The elevation of circulating aldosterone levels in individuals with HTN randomly selected from the general population is progressively higher with the number of anti-HTN medications taken.
This is the main observation from a study carried out in the USA.
It was carried out by Valentina Cannone, MD, PhD, Alessia Buglioni, MD, S. Jeson Sangaralingham, MS, PhD, Christopher Scott, MS, Kent R. Bailey, PhD, Richard Rodeheffer, MD,
Margaret M. Redfield, MD, Riccardo Sarzani, MD, PhD, John C. Burnett Jr., MD.
The study’s results were published in Mayo Clinic Proceedings journal.
The prevalence of CV, renal, and metabolic disease was highest in participants with HTN with the highest levels of aldosterone. Moreover, in the HTN group, greater aldosterone levels were associated with lower circulating ANP levelsq the study finds.

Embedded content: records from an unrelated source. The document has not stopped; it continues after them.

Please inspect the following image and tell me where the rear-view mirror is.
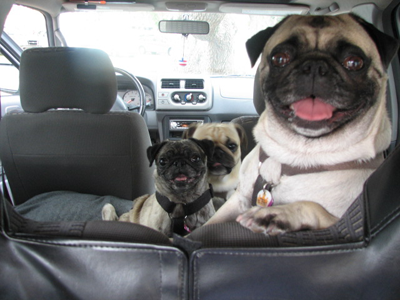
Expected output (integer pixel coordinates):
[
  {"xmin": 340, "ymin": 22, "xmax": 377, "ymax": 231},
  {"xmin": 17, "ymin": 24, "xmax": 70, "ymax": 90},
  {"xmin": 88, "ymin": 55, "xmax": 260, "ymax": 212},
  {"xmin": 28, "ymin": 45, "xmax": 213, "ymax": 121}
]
[{"xmin": 158, "ymin": 20, "xmax": 210, "ymax": 34}]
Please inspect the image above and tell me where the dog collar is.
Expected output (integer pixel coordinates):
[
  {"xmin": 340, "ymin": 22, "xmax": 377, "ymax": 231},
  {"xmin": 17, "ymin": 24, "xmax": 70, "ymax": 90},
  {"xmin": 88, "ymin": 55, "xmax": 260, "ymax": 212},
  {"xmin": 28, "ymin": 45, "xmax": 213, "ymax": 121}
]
[
  {"xmin": 251, "ymin": 147, "xmax": 384, "ymax": 207},
  {"xmin": 156, "ymin": 184, "xmax": 214, "ymax": 236}
]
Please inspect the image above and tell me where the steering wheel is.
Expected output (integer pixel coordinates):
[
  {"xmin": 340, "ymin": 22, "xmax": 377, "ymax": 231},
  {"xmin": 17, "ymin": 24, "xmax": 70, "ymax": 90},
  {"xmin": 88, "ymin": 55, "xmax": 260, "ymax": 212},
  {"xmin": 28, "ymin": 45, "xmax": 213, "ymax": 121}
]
[{"xmin": 114, "ymin": 68, "xmax": 146, "ymax": 117}]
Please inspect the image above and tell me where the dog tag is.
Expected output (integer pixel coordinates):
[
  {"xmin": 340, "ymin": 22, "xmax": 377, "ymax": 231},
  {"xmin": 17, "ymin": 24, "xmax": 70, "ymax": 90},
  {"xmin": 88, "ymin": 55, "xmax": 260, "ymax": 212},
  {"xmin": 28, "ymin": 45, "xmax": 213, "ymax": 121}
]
[
  {"xmin": 256, "ymin": 184, "xmax": 274, "ymax": 207},
  {"xmin": 183, "ymin": 223, "xmax": 192, "ymax": 233}
]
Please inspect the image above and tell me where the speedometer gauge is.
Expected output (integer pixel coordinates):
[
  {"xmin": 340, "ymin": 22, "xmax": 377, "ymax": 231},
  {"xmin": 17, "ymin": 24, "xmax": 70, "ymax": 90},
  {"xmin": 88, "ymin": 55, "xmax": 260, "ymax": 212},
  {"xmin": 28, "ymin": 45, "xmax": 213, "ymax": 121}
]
[
  {"xmin": 122, "ymin": 90, "xmax": 152, "ymax": 110},
  {"xmin": 122, "ymin": 90, "xmax": 140, "ymax": 109}
]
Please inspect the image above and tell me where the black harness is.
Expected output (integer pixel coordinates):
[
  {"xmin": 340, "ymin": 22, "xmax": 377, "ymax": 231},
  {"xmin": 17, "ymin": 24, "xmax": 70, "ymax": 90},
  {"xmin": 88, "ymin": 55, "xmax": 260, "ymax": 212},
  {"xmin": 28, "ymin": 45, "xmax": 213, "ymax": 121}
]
[{"xmin": 156, "ymin": 184, "xmax": 214, "ymax": 236}]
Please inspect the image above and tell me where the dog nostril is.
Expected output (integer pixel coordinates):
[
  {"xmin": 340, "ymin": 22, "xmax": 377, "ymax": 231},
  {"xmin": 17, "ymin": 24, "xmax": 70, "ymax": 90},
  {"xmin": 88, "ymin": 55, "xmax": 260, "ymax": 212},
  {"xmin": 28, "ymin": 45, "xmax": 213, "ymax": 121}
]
[
  {"xmin": 302, "ymin": 60, "xmax": 329, "ymax": 76},
  {"xmin": 303, "ymin": 64, "xmax": 311, "ymax": 75}
]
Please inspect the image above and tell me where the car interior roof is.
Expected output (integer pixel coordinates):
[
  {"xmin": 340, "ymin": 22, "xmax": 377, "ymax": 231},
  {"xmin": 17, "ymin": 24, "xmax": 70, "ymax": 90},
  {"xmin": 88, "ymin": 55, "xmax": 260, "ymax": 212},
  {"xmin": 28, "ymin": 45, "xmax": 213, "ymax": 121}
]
[{"xmin": 11, "ymin": 0, "xmax": 391, "ymax": 16}]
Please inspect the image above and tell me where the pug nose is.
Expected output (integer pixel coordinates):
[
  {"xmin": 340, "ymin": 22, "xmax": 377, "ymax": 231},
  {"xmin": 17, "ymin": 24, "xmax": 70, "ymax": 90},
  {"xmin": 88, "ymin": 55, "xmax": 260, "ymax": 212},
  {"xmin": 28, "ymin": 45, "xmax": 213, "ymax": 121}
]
[
  {"xmin": 302, "ymin": 60, "xmax": 329, "ymax": 76},
  {"xmin": 174, "ymin": 160, "xmax": 186, "ymax": 168},
  {"xmin": 214, "ymin": 148, "xmax": 224, "ymax": 158}
]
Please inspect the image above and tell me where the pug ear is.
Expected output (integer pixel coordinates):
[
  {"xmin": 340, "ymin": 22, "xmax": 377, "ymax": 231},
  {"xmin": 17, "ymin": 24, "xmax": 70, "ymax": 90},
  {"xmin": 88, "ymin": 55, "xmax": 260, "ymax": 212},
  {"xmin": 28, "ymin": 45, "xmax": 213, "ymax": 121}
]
[
  {"xmin": 246, "ymin": 18, "xmax": 287, "ymax": 67},
  {"xmin": 147, "ymin": 141, "xmax": 167, "ymax": 167},
  {"xmin": 189, "ymin": 138, "xmax": 214, "ymax": 159},
  {"xmin": 182, "ymin": 123, "xmax": 198, "ymax": 139},
  {"xmin": 350, "ymin": 14, "xmax": 399, "ymax": 69},
  {"xmin": 233, "ymin": 123, "xmax": 247, "ymax": 149}
]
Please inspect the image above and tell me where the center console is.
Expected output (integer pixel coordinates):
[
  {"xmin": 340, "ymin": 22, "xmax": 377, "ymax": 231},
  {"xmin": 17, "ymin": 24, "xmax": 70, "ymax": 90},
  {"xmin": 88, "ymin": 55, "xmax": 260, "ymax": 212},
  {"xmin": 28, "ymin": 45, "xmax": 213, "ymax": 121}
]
[{"xmin": 156, "ymin": 77, "xmax": 213, "ymax": 140}]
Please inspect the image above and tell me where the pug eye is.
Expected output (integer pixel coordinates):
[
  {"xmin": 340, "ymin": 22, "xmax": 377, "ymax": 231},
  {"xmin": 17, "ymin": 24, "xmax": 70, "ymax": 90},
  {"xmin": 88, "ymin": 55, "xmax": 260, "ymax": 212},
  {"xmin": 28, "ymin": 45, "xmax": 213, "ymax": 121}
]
[
  {"xmin": 343, "ymin": 56, "xmax": 364, "ymax": 71},
  {"xmin": 228, "ymin": 144, "xmax": 237, "ymax": 152},
  {"xmin": 271, "ymin": 52, "xmax": 290, "ymax": 68},
  {"xmin": 190, "ymin": 155, "xmax": 200, "ymax": 163},
  {"xmin": 158, "ymin": 157, "xmax": 168, "ymax": 166}
]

Participants with HTN had higher serum aldosterone levels than those without HTN (6.4 vs 4.1 ng/dL [to convert to pmol/L, multiply by 27.74]; P<.001). When individuals with HTN were stratified according to the number of anti-HTN medications used, the increase in number of medications (0, 1, 2, and ≥3) was associated with higher aldosterone levels (4.8, 6.4, 7.10, and 7.9 ng/dL, respectively; P=.002), worse metabolic profile, and higher prevalence of cardiovascular, renal, and metabolic disease.